When conflict or other danger overturns a person’s life and they seek safety on the other side of a border, opportunity becomes scarce. Work permits are rare or prohibited for people living as refugees, forcing many to work illegally with poor pay and protection. This is true across every profession, from mechanics, nurses, and software developers to cooks and engineers. Career plans are upended. Travel to a better, more stable life in another country is nearly impossible through regular immigration routes, so families face choices like staying put in survival mode or risking a dangerous journey by land or sea. 

The primary immigration system available to people living as refugees, humanitarian resettlement, is a vital but unfathomable long shot. Programs are oversubscribed, and the limited number of opportunities available globally means that it works for less than 1% of the world’s 26 million people in need of a permanent, safe home.

Another skilled immigration system exists for millions of people who move around the world each year for work. If you’re a Canadian citizen reading this, and you get a job in Australia or in Spain, there’s a good chance you could move there in mere months. The reason skilled immigration doesn’t work for refugees is because it wasn’t built for them. These pathways often require a valid passport, without considering how someone with an expired passport might apply.

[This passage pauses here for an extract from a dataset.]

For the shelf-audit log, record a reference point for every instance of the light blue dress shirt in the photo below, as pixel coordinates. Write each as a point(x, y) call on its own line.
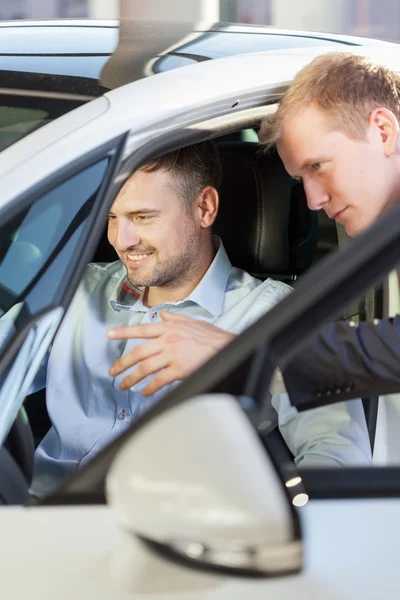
point(88, 409)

It can require money in a bank account, overlooking people who can’t legally open one. Such barriers have unfairly kept refugees out of the global job market.

Against these odds, 29 people living as refugees have relocated for work to Canada under the pilot Economic Mobility Pathways Project, and dozens of others are close behind them. Pioneering work by Canadian federal, provincial and territorial governments, employers, civil society groups like Talent Beyond Boundaries and RefugePoint, and the UN Refugee Agency (UNHCR) has reimagined Canada’s skilled immigration system as an opportunity for talented refugees too. The success seen so far led Canada to announce last June an expansion of the pilot to support 500 principal applicants and their families to move as skilled immigrants over two years.

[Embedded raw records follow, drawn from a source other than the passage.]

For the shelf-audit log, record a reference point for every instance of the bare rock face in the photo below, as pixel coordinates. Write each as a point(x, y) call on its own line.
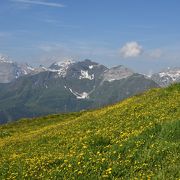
point(117, 73)
point(167, 77)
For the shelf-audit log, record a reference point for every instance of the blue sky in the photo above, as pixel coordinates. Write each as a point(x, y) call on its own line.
point(143, 35)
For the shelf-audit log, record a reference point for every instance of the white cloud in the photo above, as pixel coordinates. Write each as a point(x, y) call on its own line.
point(156, 53)
point(131, 49)
point(40, 2)
point(5, 34)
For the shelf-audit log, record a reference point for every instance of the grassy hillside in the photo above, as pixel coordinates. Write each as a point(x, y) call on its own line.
point(137, 138)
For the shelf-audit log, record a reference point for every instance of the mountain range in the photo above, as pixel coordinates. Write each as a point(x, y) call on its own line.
point(68, 86)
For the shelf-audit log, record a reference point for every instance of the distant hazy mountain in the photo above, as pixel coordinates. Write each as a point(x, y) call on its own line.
point(10, 70)
point(167, 77)
point(68, 86)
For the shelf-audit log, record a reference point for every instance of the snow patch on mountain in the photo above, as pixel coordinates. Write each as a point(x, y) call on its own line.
point(86, 75)
point(5, 59)
point(91, 67)
point(61, 67)
point(173, 74)
point(117, 73)
point(83, 95)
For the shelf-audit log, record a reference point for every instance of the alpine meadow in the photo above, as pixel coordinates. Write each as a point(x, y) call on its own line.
point(138, 138)
point(89, 90)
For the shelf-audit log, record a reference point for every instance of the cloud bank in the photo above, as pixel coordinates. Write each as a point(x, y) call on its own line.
point(131, 49)
point(42, 3)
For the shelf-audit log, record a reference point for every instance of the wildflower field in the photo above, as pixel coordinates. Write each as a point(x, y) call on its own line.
point(138, 138)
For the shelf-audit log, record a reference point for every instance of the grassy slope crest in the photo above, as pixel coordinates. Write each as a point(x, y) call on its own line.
point(137, 138)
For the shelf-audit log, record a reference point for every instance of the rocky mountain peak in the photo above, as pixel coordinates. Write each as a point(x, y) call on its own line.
point(117, 73)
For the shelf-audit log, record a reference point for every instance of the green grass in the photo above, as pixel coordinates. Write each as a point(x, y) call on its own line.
point(138, 138)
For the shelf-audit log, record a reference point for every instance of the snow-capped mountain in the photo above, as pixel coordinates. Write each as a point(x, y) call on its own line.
point(9, 70)
point(117, 73)
point(167, 77)
point(67, 86)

TalentLift emerged to meet this moment and grow opportunities for many more talented candidates and the employers and communities who welcome them. We envision a world where talented people living as refugees can compete for jobs and skilled visas; where access depends on potential and not the privilege of living without fear.

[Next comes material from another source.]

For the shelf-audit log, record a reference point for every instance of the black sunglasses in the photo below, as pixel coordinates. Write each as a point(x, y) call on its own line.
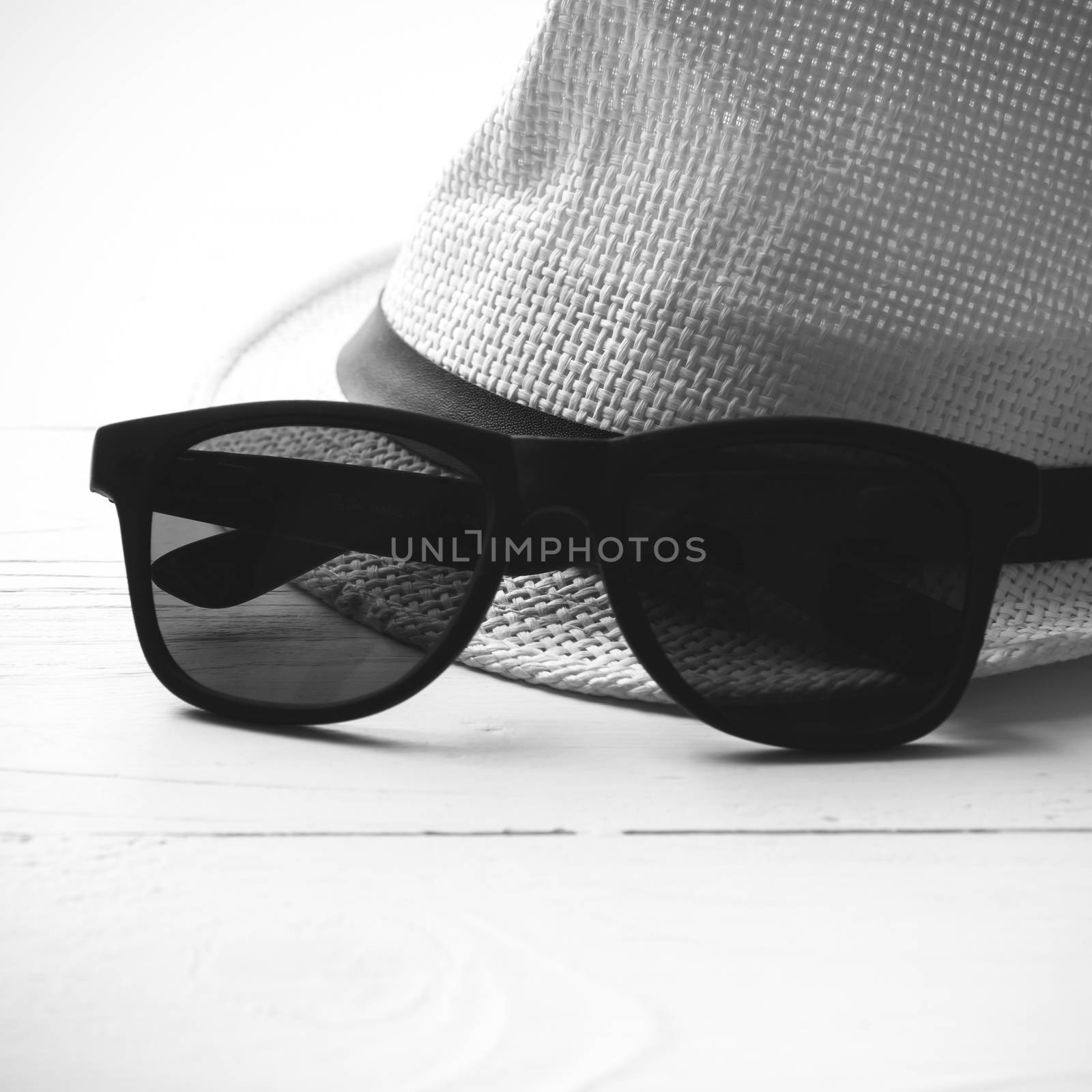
point(803, 582)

TalentLift is a Canadian non-profit talent sourcing partner. We are the first social enterprise of our kind in Canada to offer in-house recruitment, visa and settlement coordination services. We support employers to hire and relocate talent from within refugee and displaced populations to fill skills shortages – enabling refugees along with their families to lift to their potential, secure their futures and leave displacement behind. We partner with refugee-serving organizations around the world working with diverse and underserved populations. 

Each year, Canada welcomes among the world’s highest per capita levels of permanent immigrants as an essential source of creativity and vitality. In 2019, Canada issued more than 404,000 work permits to applicants in the Temporary Foreign Worker Program and the International Mobility Program, many of whom become permanent residents. If refugees could access even 1% of work permits to Canada with a pathway to permanence, that would be over 4,000 people moving each year for work and secure futures.

TalentLift is built on our years of work with organizations implementing the Economic Mobility Pathways Project. We know the potential of this solution for employers and those they hire.

Employers across Canada can find immensely talented new team members while deepening their own missions to advance inclusion and enrich communities. 

Individuals like Anas, Mokhles and Nawar can use their skills to relocate out of refugee circumstances. They can reach their potential and contribute in places where they can plan their futures, where their kids can go to school and thrive. 

More inclusive relocation to Canada is possible, and transformative.